Envenomation cases reporting to a rural primary health care center in Maharashtra

Swati Deshpande, Barsha Pathak, S. Rahini, Rukman Mecca


Background: Annually in the world 1,200,000 cases of envenomation and 3,250 deaths by scorpion stings ensue. Alarming statistics are also seen for snake bites globally i.e. 421,000 envenoming and 20,000 deaths. India is the country with the highest annual number of envenoming (81,000) and deaths (nearly 11,000).

Methods: A retrospective cross-sectional study based on hospital record to assess the trend of diverse cases of scorpion sting and snake bite reporting to a rural primary health care center from January 2017 to December 2017. A pre-designed case record proforma was utilized to estimate the percentages of diverse cases of scorpion and snake bites attending the center and assess the demographic profile of the bite cases along with the evaluation of management protocol of these bite cases.

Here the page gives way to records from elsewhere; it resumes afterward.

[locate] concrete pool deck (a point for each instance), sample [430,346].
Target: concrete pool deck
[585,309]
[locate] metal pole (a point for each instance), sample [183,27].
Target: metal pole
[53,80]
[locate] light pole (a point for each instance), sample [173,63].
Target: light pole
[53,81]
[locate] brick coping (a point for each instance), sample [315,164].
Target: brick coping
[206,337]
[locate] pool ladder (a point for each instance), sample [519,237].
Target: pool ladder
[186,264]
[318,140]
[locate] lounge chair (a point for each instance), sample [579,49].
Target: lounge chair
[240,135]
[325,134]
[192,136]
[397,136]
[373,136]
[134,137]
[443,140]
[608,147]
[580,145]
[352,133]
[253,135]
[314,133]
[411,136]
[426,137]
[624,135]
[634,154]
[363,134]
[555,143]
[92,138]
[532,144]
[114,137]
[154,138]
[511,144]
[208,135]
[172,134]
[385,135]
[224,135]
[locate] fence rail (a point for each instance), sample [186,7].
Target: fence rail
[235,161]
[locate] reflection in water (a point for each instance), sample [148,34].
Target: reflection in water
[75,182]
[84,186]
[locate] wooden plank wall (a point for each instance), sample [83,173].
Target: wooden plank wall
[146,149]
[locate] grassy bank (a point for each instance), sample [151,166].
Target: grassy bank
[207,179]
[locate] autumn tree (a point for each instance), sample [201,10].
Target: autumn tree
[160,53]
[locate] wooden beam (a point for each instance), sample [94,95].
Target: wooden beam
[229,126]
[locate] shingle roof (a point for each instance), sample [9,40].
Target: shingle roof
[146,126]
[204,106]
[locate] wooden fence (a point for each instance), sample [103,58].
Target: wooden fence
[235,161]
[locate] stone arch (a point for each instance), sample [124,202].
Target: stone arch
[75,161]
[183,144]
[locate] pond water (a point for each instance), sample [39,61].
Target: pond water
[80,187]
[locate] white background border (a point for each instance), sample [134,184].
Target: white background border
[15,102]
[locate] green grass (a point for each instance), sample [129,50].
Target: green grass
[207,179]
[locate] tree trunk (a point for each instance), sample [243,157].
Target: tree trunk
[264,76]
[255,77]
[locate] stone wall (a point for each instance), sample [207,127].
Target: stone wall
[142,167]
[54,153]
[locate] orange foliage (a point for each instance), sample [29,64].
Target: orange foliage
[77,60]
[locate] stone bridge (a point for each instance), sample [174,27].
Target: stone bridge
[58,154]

Results: 190 cases of envenomation visited the health care center in a year where 165 were scorpion stings and 25 were snake bites. Referral to higher centres for management was established to be more in children and adolescent age groups but the mean age of envenomation was evaluated to be 33.8 years. Remarkable seasonal variation in the envenomation cases was spotted. Anti-snake venom was used for treatment of snake bites but anti-venom was not utilized for scorpion bites.

Conclusions: Envenomation cases were common in adults but complications were higher in children and adolescents. We observed gender based risk and a seasonal incidence of envenomation. Most patients of envenomation were successfully managed in rural hospital with limited facilities.